A noção baumaniana de vida líquida
It is impossible to escape the impression that people commonly use false standards of measurement — that they seek power, success and wealth for themselves and admire them in others, and that they underestimate what is of true value in life.
(Sigmund Freud, Civilization and Its Discontents)
Em Vida Líquida, Zygmunt Bauman parece fazer uma crítica à escolha de viver no presente, no aqui e agora — o hic et nunc da filosofia existencialista. Maz é preciso não confundir aquilo a que Bauman chama de vida líquida — pois, do contrário, seria um pleonasmo — com a constatação da brevidade da vida e da impermanência e inconstância das coisas materiais — que é talvez tão antiga quanto o homem e é ponto de reflexão inesgotável presente em todas as filosofias, tanto ocidentais quanto orientais —, nem muito menos com a escolha de seguir o que diz Horácio: "carpe diem quam minimum credula postero". Seria audácia do sociólogo polonês querer responder positivamente à antiquíssima pergunta: existe vida além da matéria?
Claro fique, então, que o conceito de vida líquida faz referência a outro conceito cunhado por Bauman, o conceito de modernidade líquida, que alguns chamam de modernidade tardia ou pós-modernidade, e que sua crítica é à aplicação pós-moderna, digamos assim, do carpe diem.
A busca por solidez, por segurança e ordem, mostrou-se baldada, como evidenciou a Segunda Guerra Mundial e o Holocausto. A tentativa de ordenar e gerenciar a vida social, política e cultural esbarra em grupos sociais que não podem ser administrados nem controlados — os estranhos. Bauman argumenta que o Holocausto deve ser visto como profundamente conectado à modernidade e seus esforços de ordenação. A Solução Final foi retratada por ele como um exemplo extremo da tentativa feita pela sociedade de extirpar os elementos estranhos e incômodos que existem dentro dela.
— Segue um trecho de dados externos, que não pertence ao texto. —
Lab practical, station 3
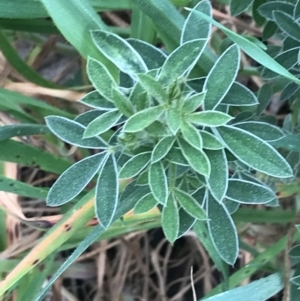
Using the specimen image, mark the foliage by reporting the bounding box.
[0,0,300,300]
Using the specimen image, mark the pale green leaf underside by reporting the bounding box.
[217,126,293,178]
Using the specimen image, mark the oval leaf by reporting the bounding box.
[46,116,107,149]
[151,137,175,163]
[148,162,168,205]
[161,193,179,243]
[207,193,239,265]
[204,45,240,110]
[95,155,119,229]
[226,179,276,204]
[218,126,293,178]
[205,150,228,202]
[46,153,106,206]
[83,110,122,138]
[123,106,164,133]
[186,111,232,127]
[119,152,151,179]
Então, uma mudança do sólido para o líquido ocorreu na sociedade moderna na segunda metade do século XX, e a busca por ordem e segurança foi abandonada em troca de mais liberdade. Entretanto, em uma sociedade que perdera o apreço pelo verdadeiro valor da vida, essa liberdade significou apenas liberdade para comprar e consumir. Novamente: não creio que Bauman seja contra as pessoas, sabendo da brevidade da vida, aproveitarem-na. Sua crítica é à maneira como a aproveitamos nos tempos líquido-modernos, quer dizer, voltada para o consumo desmesurado de si e dos outros, o que pressupõe o descarte de pessoas e culturas, e de valores importantes para a convivência humana e para a construção de uma boa sociedade.